In this follow up case report [8] we describe the impact of a switch in pharmacokinetic booster on tacrolimus levels in a HIV-infected kidney transplant recipient.

While the literature has reported on many cases of DDIs between ritonavir-boosted PIs and immunosuppressants, only few case reports investigated the interaction of cobicistat boosted PIs and tacrolimus and also found important DDI, albeit not always identical to ritonavir [12,13,14].

Our long-term case study documents well that the pharmacokinetic booster in a PI-based antiretroviral regimen profoundly impacts tacrolimus levels. In this patient, 15 years ago, the introduction of a boosted PI (darunavir/r) was challenging due to the strong inhibition of CYP450 3A4, requiring a substantial dose reduction and extension of the dosing interval of the calcineurin-inhibitor [8]. In the present situation, the replacement of the booster from ritonavir to cobicistat could be managed by gently adjusting the dosing interval but necessitated close monitoring.

We expected that a switch to cobicistat would result in an increase in tacrolimus levels given that, unlike ritonavir, cobicistat has no inducing properties on intestinal P-glycoprotein thereby resulting in a higher absorption of tacrolimus. Against our expectation the switch resulted in lower tacrolimus levels. Furthermore, the patient was switched from etravirine to rilpivirine which should also lead to an increase in tacrolimus levels given that etravirine is an inducer of CYP3A4 whereas rilpivirine has no effects on CYP3A4. We excluded possible other causes for the decrease in tacrolimus levels. The patient did not receive co-medications with inducing properties, did not have episodes of diarrhea or vomiting and did not present an increase in body weight. Furthermore, no changes were observed in the liver or kidney function. Finally, the patient was maintained on the same tacrolimus formulation, did not change his drug intake habits (i.e., tacrolimus bioavailability is modified by food) [15] and reported an excellent adherence. The decrease in tacrolimus levels was unexpected and therefore underlines the importance of closely monitoring drug levels when changing antiretroviral treatment including the pharmacokinetic booster. While our patient was in a stable long-term phase after transplantation, at early stages, the risk of rejection or acute calcineurin-inhibitor toxicity could be increased even with minor changes in calcineurin-inhibitor drug levels.

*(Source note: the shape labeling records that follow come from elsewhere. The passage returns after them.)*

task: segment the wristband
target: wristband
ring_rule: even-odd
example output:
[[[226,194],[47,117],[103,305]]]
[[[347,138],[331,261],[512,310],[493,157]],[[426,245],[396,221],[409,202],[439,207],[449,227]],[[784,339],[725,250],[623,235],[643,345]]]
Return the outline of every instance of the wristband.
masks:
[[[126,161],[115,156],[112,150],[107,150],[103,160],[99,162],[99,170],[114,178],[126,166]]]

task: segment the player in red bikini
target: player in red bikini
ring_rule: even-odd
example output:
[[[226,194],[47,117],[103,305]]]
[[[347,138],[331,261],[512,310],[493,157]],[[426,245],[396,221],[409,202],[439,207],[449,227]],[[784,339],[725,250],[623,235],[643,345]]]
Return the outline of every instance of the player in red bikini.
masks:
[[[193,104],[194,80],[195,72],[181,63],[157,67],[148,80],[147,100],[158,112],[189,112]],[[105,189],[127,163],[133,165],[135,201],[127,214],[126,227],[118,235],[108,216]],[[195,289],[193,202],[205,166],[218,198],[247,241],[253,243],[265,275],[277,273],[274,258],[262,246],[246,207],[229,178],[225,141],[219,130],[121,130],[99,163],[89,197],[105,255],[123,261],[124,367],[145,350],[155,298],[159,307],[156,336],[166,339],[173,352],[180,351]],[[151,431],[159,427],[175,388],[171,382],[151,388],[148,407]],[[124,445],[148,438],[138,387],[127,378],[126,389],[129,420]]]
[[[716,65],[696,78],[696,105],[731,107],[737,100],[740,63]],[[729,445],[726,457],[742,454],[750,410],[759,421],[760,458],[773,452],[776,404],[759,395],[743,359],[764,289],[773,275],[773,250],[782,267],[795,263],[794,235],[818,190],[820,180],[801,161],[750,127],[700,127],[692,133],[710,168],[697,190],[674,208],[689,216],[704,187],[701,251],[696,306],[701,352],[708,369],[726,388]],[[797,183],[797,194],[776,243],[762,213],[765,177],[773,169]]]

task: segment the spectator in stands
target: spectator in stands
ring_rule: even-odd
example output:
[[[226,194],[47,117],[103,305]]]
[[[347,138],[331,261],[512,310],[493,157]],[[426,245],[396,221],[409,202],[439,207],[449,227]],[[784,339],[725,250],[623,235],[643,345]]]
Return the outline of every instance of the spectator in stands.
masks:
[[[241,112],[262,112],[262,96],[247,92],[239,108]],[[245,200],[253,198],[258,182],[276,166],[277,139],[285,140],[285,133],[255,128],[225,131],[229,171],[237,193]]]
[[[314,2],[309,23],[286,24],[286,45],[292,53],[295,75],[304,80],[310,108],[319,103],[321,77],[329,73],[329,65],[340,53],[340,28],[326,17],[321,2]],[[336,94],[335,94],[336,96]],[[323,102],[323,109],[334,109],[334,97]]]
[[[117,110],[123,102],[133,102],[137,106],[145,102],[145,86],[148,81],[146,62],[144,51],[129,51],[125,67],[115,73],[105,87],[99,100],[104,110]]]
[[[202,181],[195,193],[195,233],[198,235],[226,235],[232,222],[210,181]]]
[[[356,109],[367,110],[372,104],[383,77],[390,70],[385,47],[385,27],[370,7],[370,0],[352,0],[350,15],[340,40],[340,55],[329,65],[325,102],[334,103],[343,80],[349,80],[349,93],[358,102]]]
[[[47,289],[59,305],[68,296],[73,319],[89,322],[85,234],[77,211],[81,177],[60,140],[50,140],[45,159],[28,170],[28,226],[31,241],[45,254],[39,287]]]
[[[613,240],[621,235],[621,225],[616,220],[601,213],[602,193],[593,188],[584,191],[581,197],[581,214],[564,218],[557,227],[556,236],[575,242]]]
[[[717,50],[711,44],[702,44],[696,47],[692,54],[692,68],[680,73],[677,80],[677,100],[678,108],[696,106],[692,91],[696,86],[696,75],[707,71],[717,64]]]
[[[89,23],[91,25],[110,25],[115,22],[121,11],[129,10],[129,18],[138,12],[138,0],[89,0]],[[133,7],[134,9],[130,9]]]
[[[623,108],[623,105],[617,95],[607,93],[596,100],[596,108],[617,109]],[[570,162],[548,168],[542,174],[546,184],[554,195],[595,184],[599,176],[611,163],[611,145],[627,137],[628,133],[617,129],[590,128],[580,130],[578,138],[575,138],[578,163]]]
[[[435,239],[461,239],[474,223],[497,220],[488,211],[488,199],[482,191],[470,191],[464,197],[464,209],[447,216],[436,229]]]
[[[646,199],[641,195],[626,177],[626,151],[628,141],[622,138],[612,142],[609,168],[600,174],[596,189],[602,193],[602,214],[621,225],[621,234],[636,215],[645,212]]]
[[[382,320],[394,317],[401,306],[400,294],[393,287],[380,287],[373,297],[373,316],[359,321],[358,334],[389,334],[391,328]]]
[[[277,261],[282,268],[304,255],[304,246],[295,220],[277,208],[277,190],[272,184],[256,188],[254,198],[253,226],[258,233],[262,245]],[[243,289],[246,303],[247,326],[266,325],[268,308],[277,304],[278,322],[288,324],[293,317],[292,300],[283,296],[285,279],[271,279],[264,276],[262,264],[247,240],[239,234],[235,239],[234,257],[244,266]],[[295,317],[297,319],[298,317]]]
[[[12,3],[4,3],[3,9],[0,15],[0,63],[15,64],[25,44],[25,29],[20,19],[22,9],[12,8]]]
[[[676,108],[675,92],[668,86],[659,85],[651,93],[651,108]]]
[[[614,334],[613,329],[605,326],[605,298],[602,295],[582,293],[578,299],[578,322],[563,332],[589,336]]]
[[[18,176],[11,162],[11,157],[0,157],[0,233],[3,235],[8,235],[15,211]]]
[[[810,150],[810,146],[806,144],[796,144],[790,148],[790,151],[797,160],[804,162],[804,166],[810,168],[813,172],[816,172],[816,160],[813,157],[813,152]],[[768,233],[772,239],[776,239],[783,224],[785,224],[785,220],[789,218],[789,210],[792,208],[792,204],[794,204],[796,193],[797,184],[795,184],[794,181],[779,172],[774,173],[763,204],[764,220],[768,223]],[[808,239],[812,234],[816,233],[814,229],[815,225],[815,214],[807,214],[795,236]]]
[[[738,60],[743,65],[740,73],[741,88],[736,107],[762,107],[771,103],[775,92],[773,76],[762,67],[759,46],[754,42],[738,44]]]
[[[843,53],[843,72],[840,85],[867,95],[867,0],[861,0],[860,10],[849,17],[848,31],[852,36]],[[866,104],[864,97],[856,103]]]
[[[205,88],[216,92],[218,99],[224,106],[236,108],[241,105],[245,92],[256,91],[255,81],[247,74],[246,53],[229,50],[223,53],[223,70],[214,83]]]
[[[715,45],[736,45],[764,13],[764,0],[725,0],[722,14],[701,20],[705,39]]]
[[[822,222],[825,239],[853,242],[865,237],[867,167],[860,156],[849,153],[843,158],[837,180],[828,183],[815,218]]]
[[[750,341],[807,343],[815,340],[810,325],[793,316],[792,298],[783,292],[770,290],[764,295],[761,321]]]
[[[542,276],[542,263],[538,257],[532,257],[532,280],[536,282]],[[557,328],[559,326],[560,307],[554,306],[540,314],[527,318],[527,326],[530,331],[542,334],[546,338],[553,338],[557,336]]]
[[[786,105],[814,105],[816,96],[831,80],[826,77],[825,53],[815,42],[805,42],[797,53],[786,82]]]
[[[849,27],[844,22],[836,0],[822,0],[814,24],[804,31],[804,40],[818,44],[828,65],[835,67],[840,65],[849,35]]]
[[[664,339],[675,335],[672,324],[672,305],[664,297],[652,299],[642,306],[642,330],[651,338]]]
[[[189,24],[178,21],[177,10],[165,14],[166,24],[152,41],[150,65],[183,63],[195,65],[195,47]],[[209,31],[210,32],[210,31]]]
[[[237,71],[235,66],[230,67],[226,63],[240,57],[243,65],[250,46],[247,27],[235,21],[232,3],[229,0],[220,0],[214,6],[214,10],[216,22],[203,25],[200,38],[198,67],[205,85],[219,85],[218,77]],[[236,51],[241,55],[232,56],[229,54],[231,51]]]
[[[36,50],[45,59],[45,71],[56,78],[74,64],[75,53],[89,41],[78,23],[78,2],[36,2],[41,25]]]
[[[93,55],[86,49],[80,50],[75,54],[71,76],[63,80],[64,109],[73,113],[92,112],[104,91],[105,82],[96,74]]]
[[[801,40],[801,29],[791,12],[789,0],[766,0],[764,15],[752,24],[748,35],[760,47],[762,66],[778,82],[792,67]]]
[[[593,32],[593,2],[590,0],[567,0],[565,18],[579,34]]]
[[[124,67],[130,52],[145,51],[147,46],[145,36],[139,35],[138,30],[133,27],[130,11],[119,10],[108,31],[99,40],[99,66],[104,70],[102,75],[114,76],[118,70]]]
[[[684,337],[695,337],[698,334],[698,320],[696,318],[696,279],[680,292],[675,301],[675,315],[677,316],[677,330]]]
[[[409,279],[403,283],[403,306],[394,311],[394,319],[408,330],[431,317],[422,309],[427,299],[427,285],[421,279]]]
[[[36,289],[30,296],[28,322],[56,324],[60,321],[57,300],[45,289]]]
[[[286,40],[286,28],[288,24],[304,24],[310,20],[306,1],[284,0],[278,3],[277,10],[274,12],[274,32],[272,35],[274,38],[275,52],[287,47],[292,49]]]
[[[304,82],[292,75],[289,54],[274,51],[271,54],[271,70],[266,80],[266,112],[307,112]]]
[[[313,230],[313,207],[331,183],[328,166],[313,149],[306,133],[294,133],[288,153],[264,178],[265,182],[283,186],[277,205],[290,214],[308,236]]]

To the best of our knowledge, this is the first report on the impact of a change in the pharmacokinetic booster on tacrolimus levels. Our report underlines that cobicistat and ritonavir are not fully interchangeable and might require an adaption of the calcineurin-inhibitor dose and/or dosing interval. Under close drug monitoring, the introduction of a cobicistat-based regimen in patients on ritonavir-boosted PI regimen is safe and, in our patient, allowed a relevant reduction of the pill burden without adverse events. Since transplantation has become the standard of care for PLWH with end-stage liver or kidney disease [3], this framework will probably challenge an increasing number of clinicians in the future. Close therapeutic drug monitoring, as well as clinical follow up and good adherence to the medications are critical to successfully manage these complex situations.